I'm writing in reference to the Lodi Animal Shelter.
On June 28, The Record of Stockton published a story regarding a man named Jeff Green who had his purebred boxer named Nadia microchipped to ensure that if she was ever lost or stolen she would be returned to him.
Mr. Green and his family searched Lodi for more than a month visiting the local shelters and placed newspaper ads offering a reward for her return and noting she had a microchip implant.
Then Mr. Green saw a newspaper ad by the shelter that had a picture of his dog under the name Carmel. Mr. Green then called the Lodi Animal Shelter and was told that dog was adopted out two days earlier and there was nothing they could do to get his dog back.
How did Nadia slip through the system? Why wasn't her microchip detected if she was scanned?
Animal Services Supervisor Terri Arbuckle said in the article it's possible that Nadia was brought into the shelter when only a volunteer was there.
Regardless of who is there at the shelter, all of them should be scanning each and every animal that comes into the shelter.
The whole reason people microchip their animals is because they love them and want them to be returned.

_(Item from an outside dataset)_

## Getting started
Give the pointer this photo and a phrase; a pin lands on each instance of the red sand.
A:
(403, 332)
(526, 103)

This worries me because then I wonder just how many other people's beloved microchipped pet was lost due to them not even getting scanned at the shelter.
Also, I have been to the animal shelter three times in the last month looking to adopt a dog and each time I arrived there was no one even at the shelter during the adoption hours of 10:30 a.m. to 4 p.m.
I have also driven past there on numerous occasions in the past three months and saw five to 10 people standing outside waiting for someone to get there.
How can anyone find or adopt an animal if there isn't someone there during these hours? What is going on there?